If a location is constrained and therefore generating high price spreads, this is a good incentive for storage to be built - great! Once in place, the constraint can be addressed - again, great! So what’s the problem? Well, once the constraint is addressed, the question of market depth arises. Would market design allow for enough price shape (post-build) for the storage to deliver on its business case? These are questions REMA will need to answer.

2) Split power markets

Storage is a provider of flexibility. The business case relies on charging at low prices (e.g. reducing generation oversupply) and discharging at high prices (e.g. replacing carbon-intensive peaking assets).

The Energy Academy: how battery energy storage works

“As available” vs. “on-demand”

A split market suggests that one power price is created for “as available”, intermittent generation - set by the long-run marginal cost(s) of renewables. In theory, this would be at a similar price level to contracts for difference (CfDs). Another power price is created for “on-demand” power - set by the short-run marginal cost(s) of flexible plant.

  • How does “on-demand” storage work in this instance? If the lowest price is in the “as available” market, consumers will want this price over the higher “on-demand” rate.
  • Will storage assets then join a queue of consumers for the cheaper “as available” power?
  • If there is a clear spread between the two, and demand for both, will storage repeatedly cross that gap? And cycle multiple times per day in the process?
  • More importantly, will those price signals encourage the necessary behavior to balance the wider energy market?

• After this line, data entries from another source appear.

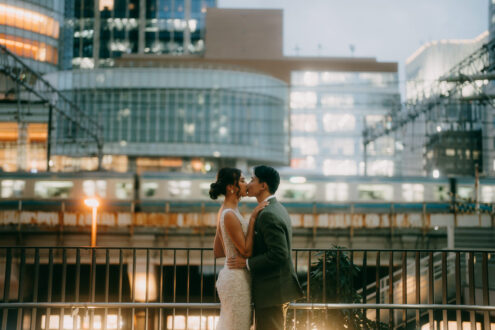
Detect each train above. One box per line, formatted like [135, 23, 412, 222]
[1, 171, 495, 205]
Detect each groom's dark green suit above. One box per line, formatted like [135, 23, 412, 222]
[248, 197, 303, 329]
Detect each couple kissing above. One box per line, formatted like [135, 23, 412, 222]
[210, 165, 303, 330]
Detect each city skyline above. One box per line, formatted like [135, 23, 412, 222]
[219, 0, 487, 98]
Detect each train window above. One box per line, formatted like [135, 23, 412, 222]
[402, 184, 424, 202]
[434, 185, 449, 201]
[458, 186, 474, 200]
[83, 180, 107, 197]
[1, 180, 25, 198]
[168, 180, 191, 198]
[279, 184, 316, 201]
[34, 181, 73, 198]
[358, 184, 393, 201]
[115, 182, 133, 199]
[325, 183, 348, 201]
[142, 182, 158, 197]
[481, 186, 495, 203]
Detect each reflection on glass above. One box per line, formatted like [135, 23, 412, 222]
[279, 184, 316, 201]
[323, 114, 355, 132]
[290, 91, 317, 109]
[402, 184, 424, 202]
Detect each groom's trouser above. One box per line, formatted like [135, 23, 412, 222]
[255, 303, 289, 330]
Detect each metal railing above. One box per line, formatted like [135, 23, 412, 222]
[0, 247, 494, 329]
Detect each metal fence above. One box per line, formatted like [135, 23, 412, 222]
[0, 247, 494, 329]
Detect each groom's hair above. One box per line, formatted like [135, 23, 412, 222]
[254, 165, 280, 194]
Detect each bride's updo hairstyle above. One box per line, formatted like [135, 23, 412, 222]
[209, 167, 241, 200]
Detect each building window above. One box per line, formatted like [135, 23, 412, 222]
[142, 182, 159, 197]
[279, 184, 316, 201]
[323, 159, 357, 176]
[321, 95, 354, 108]
[367, 160, 394, 176]
[323, 114, 355, 132]
[291, 137, 319, 156]
[0, 4, 60, 39]
[290, 91, 317, 109]
[291, 114, 317, 132]
[168, 180, 191, 198]
[0, 34, 58, 64]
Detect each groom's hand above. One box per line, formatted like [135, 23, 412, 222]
[227, 256, 246, 269]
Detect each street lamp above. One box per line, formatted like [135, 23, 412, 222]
[84, 198, 100, 247]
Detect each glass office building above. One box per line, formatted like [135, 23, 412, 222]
[70, 0, 216, 69]
[289, 70, 400, 176]
[48, 66, 289, 171]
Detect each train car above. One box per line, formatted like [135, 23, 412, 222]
[2, 171, 495, 205]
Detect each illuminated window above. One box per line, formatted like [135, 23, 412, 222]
[290, 91, 317, 109]
[323, 159, 357, 176]
[291, 114, 317, 132]
[0, 34, 58, 64]
[0, 4, 60, 39]
[320, 72, 353, 84]
[1, 180, 25, 198]
[321, 95, 354, 107]
[445, 149, 455, 156]
[115, 181, 133, 199]
[367, 160, 394, 176]
[279, 184, 316, 201]
[326, 138, 354, 156]
[301, 71, 319, 86]
[142, 182, 158, 197]
[83, 180, 107, 197]
[325, 183, 349, 201]
[402, 184, 424, 202]
[358, 184, 393, 201]
[434, 185, 449, 201]
[290, 156, 316, 170]
[323, 114, 355, 132]
[458, 186, 474, 200]
[167, 315, 219, 330]
[168, 180, 191, 197]
[291, 137, 318, 156]
[481, 186, 495, 203]
[199, 182, 212, 198]
[35, 181, 73, 198]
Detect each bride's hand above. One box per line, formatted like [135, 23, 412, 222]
[251, 201, 269, 219]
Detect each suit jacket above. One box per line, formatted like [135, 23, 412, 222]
[248, 198, 303, 308]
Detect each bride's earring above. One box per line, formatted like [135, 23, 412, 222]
[230, 189, 234, 194]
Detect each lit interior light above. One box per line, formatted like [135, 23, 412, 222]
[0, 4, 60, 39]
[432, 169, 440, 178]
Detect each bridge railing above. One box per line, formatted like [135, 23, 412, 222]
[0, 247, 494, 329]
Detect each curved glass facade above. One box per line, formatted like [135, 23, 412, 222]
[49, 67, 289, 164]
[0, 0, 63, 72]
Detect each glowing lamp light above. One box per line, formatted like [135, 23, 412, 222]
[84, 198, 99, 208]
[432, 169, 440, 179]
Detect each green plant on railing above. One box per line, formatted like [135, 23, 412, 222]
[300, 246, 389, 330]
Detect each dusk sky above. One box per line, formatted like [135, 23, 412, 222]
[219, 0, 487, 97]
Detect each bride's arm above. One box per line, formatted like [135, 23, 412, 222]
[224, 202, 268, 258]
[214, 227, 225, 258]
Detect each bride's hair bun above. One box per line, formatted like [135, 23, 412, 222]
[209, 167, 242, 200]
[209, 182, 221, 200]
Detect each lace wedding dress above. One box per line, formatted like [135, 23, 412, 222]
[216, 208, 252, 330]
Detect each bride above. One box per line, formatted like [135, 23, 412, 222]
[210, 168, 267, 329]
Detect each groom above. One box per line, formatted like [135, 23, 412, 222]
[227, 165, 303, 330]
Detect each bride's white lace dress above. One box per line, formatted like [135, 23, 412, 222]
[216, 208, 252, 330]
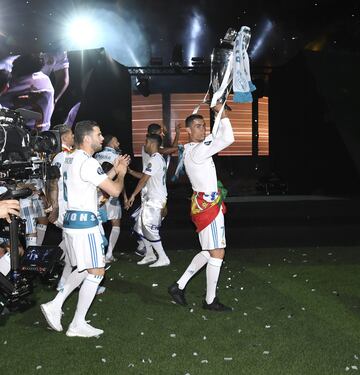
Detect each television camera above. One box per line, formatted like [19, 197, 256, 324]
[0, 108, 62, 314]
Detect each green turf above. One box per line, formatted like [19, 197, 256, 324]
[2, 246, 360, 375]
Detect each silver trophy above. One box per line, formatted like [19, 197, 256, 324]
[192, 26, 253, 131]
[210, 28, 238, 107]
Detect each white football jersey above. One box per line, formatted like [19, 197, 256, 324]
[40, 51, 69, 76]
[95, 147, 119, 165]
[143, 152, 167, 202]
[52, 146, 72, 223]
[0, 71, 54, 130]
[184, 117, 234, 193]
[62, 149, 108, 214]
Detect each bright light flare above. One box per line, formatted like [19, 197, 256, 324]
[250, 19, 273, 59]
[64, 15, 100, 49]
[187, 11, 204, 64]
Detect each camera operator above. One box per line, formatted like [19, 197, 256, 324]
[0, 199, 20, 223]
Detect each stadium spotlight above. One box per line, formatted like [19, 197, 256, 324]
[135, 74, 150, 97]
[64, 15, 100, 49]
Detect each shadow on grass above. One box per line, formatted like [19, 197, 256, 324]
[109, 278, 171, 307]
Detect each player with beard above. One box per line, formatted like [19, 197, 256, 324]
[41, 120, 130, 337]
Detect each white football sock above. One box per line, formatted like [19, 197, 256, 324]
[52, 269, 88, 309]
[26, 235, 37, 247]
[72, 274, 103, 325]
[106, 226, 120, 259]
[152, 241, 168, 260]
[57, 243, 72, 289]
[137, 239, 145, 250]
[177, 251, 210, 290]
[205, 257, 223, 304]
[143, 239, 155, 258]
[36, 224, 47, 245]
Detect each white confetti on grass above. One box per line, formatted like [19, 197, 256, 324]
[355, 355, 359, 360]
[172, 353, 177, 358]
[33, 321, 39, 325]
[101, 358, 106, 363]
[352, 365, 358, 370]
[193, 352, 198, 356]
[170, 333, 176, 338]
[224, 357, 233, 361]
[292, 274, 298, 278]
[238, 329, 242, 333]
[140, 332, 144, 336]
[36, 365, 42, 370]
[201, 360, 208, 364]
[152, 283, 158, 287]
[146, 317, 154, 321]
[263, 351, 270, 355]
[3, 341, 7, 345]
[189, 308, 194, 313]
[148, 358, 152, 364]
[203, 336, 207, 340]
[265, 325, 271, 329]
[96, 345, 103, 349]
[202, 315, 208, 321]
[346, 367, 350, 371]
[128, 363, 135, 367]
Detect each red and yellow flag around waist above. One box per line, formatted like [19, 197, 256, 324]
[190, 181, 228, 233]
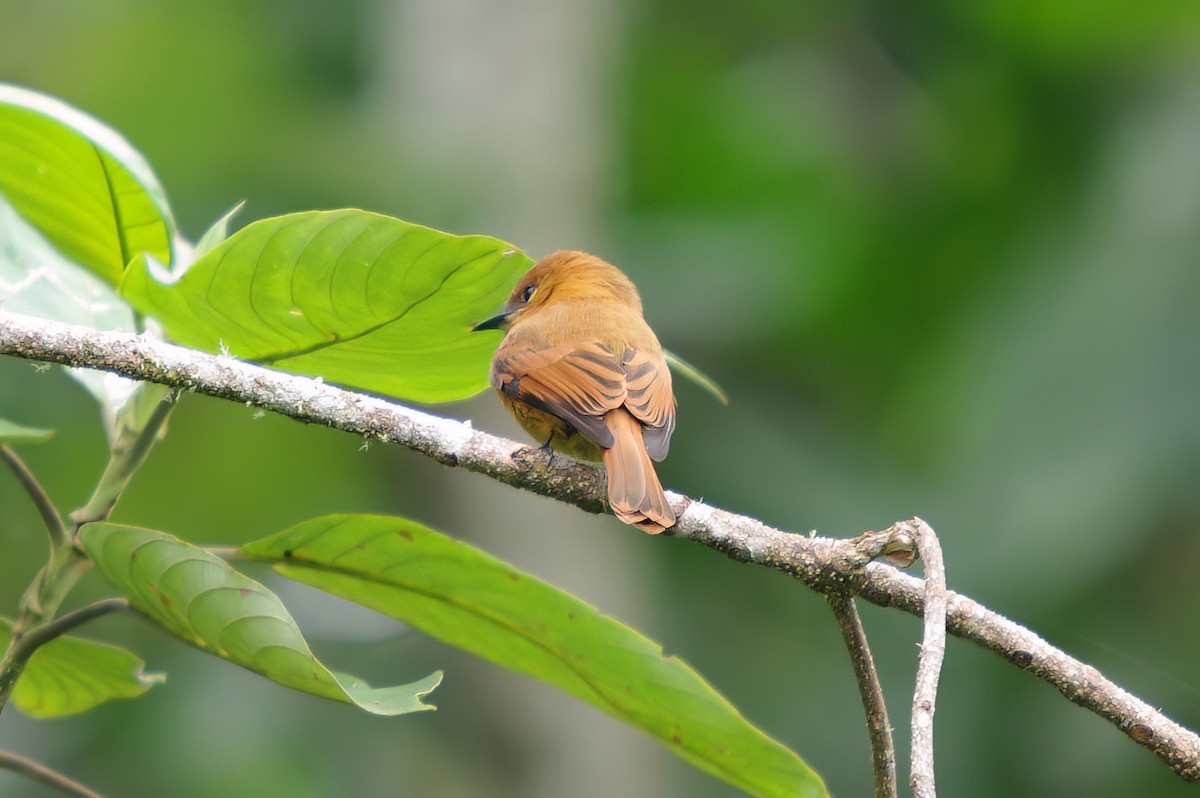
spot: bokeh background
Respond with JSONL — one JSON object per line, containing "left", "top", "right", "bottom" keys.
{"left": 2, "top": 2, "right": 1199, "bottom": 796}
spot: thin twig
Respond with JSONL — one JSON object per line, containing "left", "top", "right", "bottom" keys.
{"left": 907, "top": 518, "right": 947, "bottom": 798}
{"left": 0, "top": 749, "right": 106, "bottom": 798}
{"left": 0, "top": 443, "right": 67, "bottom": 548}
{"left": 1, "top": 312, "right": 1198, "bottom": 782}
{"left": 0, "top": 598, "right": 130, "bottom": 715}
{"left": 828, "top": 591, "right": 896, "bottom": 798}
{"left": 13, "top": 597, "right": 131, "bottom": 655}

Can REMA find an alternative solution?

A key benefit of this market is thought to be the decoupling of (a portion of) renewable generation from gas prices. But could this be more easily achieved by expanding the CfD scheme to include all intermittent generation? The resulting costs/benefits could then be distributed across consumers.

It’s also possible that pricing set by long-run marginal costs would dilute the flexibility of intermittent assets - by discouraging assets from turning down at times of negative pricing.

3) Government intervention

When we talk about ‘storage’ at Modo, we’re generally referring to the short-duration (30-120 minute) battery energy storage deployed today. It’s a locational tool that can be rapidly deployed for distributed and transmission-level balancing actions. The broader storage category - including medium- to long-duration storage and future pumped hydro - is less flexible. However, the longer durations and higher throughputs make it more suitable for a wider variety of services (e.g. inter-week balancing services or constraint management).

Why does this matter?

Storage isn’t the only tool that can manage constraints or help balance increasing renewable penetration. The challenge for government will be selecting the appropriate market structure(s) and support mechanisms to best make use of our low-carbon flexibility portfolio.

Imagine a transmission cable is constrained for four hours, once per month. Should the market encourage the building of another transmission line? Or storage? Maybe it should simply allow the constraint? Or implement another solution altogether? There are numerous alternatives to storage that could be deployed, including:

  • Interconnection (cap and floor) / network reinforcements.
  • Hydrogen (albeit largely adjacent to power markets, as outlined in Michael Leibreich’s hydrogen ladder).
  • CCUS (if/when operationally proven).
  • Constraint costs and/or curtailment.
  • Demand side response.

When any or all of these solutions are implemented, what sort of impacts will they have on storage? Following the REMA consultation, government needs a balanced approach - and fair markets - to enable these technologies to coexist, compete, and deliver a low-cost transition.